The performances of four LC-MS/MS methodologies for determination of up to eight mycotoxin biomarkers in human urines were compared by involving three laboratories that analysed common urine samples spiked at two levels of each biomarker. Each laboratory received a calibration solution, spiked urines and the corresponding unspiked urine. The two spiking levels for each biomarker were chosen by considering the levels naturally occurring in human urines and the limits of quantification of the LC-MS/MS methodologies used by the participating laboratories. The results of each laboratory were evaluated for their z-score values.
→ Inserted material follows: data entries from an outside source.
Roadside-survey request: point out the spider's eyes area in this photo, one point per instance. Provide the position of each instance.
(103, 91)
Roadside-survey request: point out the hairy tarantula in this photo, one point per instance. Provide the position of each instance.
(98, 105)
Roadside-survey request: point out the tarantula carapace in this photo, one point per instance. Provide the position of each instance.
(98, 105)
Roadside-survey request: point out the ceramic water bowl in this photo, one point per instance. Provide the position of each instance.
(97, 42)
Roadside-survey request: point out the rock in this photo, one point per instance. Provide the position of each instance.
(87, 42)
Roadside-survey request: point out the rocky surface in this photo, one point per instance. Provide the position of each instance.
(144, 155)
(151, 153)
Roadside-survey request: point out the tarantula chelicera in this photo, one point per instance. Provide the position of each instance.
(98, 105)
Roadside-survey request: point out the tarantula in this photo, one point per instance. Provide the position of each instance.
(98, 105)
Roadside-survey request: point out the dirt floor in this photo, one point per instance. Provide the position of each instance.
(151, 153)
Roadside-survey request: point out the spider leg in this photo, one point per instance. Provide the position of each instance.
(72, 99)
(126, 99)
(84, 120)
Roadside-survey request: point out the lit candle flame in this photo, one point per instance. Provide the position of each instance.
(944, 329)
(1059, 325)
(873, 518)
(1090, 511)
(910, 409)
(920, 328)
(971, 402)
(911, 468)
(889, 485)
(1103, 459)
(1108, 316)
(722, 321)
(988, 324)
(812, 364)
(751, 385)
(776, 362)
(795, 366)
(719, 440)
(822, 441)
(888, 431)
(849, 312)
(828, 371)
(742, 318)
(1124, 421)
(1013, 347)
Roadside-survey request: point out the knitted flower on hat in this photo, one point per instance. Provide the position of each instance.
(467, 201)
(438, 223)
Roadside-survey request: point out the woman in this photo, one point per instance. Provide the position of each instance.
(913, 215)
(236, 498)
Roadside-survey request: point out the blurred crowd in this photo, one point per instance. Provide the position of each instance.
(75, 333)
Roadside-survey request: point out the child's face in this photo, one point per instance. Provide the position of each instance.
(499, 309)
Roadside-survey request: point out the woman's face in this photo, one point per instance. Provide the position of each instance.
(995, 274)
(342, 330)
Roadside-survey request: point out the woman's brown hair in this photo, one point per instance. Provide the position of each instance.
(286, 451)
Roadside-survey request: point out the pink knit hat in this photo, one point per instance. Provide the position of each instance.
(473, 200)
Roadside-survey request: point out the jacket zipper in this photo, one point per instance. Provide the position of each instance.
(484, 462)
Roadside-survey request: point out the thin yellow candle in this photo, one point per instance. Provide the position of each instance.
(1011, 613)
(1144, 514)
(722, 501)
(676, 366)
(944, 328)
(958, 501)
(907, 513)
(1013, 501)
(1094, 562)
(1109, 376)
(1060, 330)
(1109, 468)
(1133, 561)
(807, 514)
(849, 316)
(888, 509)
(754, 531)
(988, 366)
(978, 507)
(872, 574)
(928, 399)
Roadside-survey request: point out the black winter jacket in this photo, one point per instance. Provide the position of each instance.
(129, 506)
The percentage of satisfactory z-scores (| z | < 2) were: 100% for deoxynivalenol, de-epoxy deoxynivalenol, aflatoxin M1, β-zearalenol and zearalenone, 87% for α-zearalenol, 50% for ochratoxin A and 42% for fumonisin B1. Good method performances were obtained for most biomarkers at the levels tested in this study, as demonstrated by the overall percentage of satisfactory z-scores for all analytes (87%). Unsatisfactory/questionable z-scores (| z | ≯2) were obtained for fumonisin B1 (7/12 results), ochratoxin A (4/8 results) and ?-zearalenol (1/8 results). The percentage of satisfactory z-scores for fumonisin B1 and ochratoxin A increased from 42 to 83% for fumonisin B1 and from 50 to 62% for ochratoxin A when laboratories 1 and 2 used own calibrants. Factors that could explain the different results obtained for fumonisin B1 and ochratoxin A with provided and own calibration solutions could not be identified in this study and should be carefully investigated in future studies.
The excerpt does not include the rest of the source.